私は脳内から必死にそれらしき言葉を引っ張り出した。
「こんな事言ったら、贅沢、かもしれないんですけど……何ていうか、親の期待とか、友達の視線とか、そういうの全部ひっくるめて、毎日が……」
「窮屈になった、か?」
「……はい」
どうして分かったのだろう。そう思ってジキルさんの方に視線を向けると、彼はどこか懐かしい物を見るような、憐れみのこもった優しい目つきをしていた。
「ジキルさん?」
「あぁ。すまん、ちょっとぼーっとしてた」
スーッと深く息を吸って、覚悟したようにジキルさんが腕を組む。
「……白愛、もしも家に帰る気が無いんなら、俺たちと一緒に働く気は無いか?」
「働く?」
「そうだ。
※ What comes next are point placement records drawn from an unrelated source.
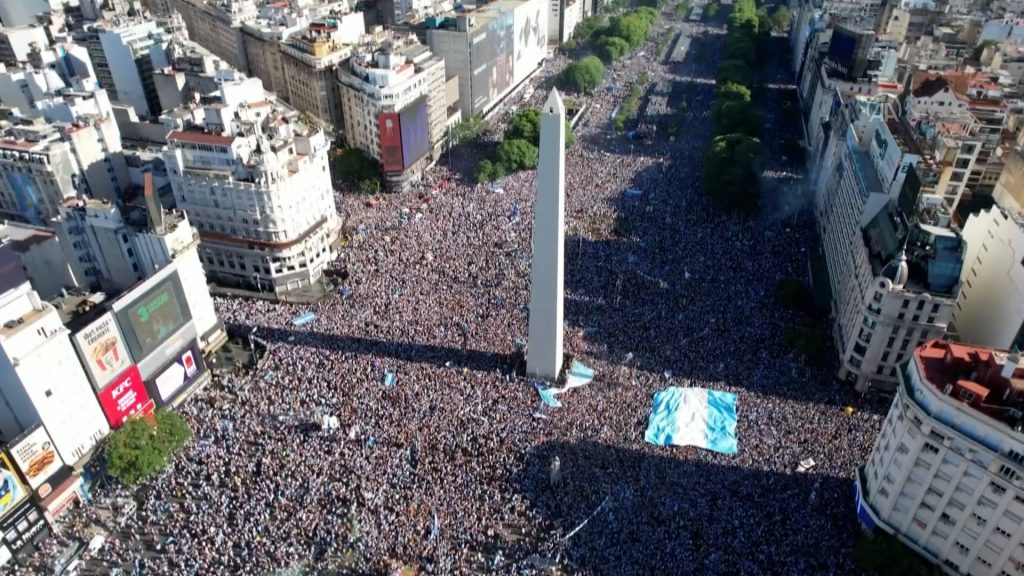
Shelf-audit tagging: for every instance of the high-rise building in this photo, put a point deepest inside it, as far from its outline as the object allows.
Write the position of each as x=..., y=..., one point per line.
x=393, y=98
x=990, y=305
x=894, y=268
x=254, y=181
x=41, y=378
x=946, y=474
x=125, y=54
x=310, y=58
『何でも屋』ジキルとハイドの、専属ハッカーとして」
「……やります」
家族だとか勉強だとかについて深く考えるよりも早く、答えは出た。
誰かが私を本気で必要としてくれている。
信頼しようとしてくれている。
昔から人の頼みを断れない私には、それだけで充分だった。
でも、これはいつもの友達や親からの『頼み』とは違う。
心の奥底でそう思っている私が居る。
何というか、上手く言語化は出来ないけれど、期待という枷がかけられてないだけで、随分と気が軽くなった気がした。
それに、彼らは私を助けてくれたのだ。
いい人とか悪い人とか関係なく、恩を返さなければ。
「本当か!?」
オッケーを貰えるとは思って居なかったのだろう、ジキルさんは目を丸くして驚いた。
自分から聞いておいて、変な人だ。
私は心の中でクスッと笑う。
「じゃあ、これからよろしくな、白愛」
彼が右手を差し出すと、スッと空気が変わった気がした。後ろの窓から日光が差し込み、彼を照らす。今の彼はまるで、絶望のどん底に現れた救世主に見えた。
「はい!」
「んー……」
「どうかしましたか?」
握手した状態のまま、突然ジキルさんは考え込んだ。
彼の大きな手の感触に少し懐かしさを覚える。
「いや、さっきからなんか違和感があって……あ、分かった」
ジキルさんが一歩踏み出す。人一人分くらいだった私達の距離が、さらにぐっと縮まった。
「な、なんです、か……?」
彼の顔の近さにたじたじになり、思わず数歩下がる。
これまで同年代の異性とここまで近づいた事など無かったのだ。
心臓のバクバクという鼓動がどんどん大きくなっていく。
「敬語」
「は、はい??」
「敬語は使うな。タメ口で良い」
「……分かり、ました、じゃなくて!……分かっ……た」
それでいい、というようにもう一度ジキルさん……じゃなかった、ジキルが笑う。
こうして、私の『第二の人生』は、薄暗い地下室から始まった。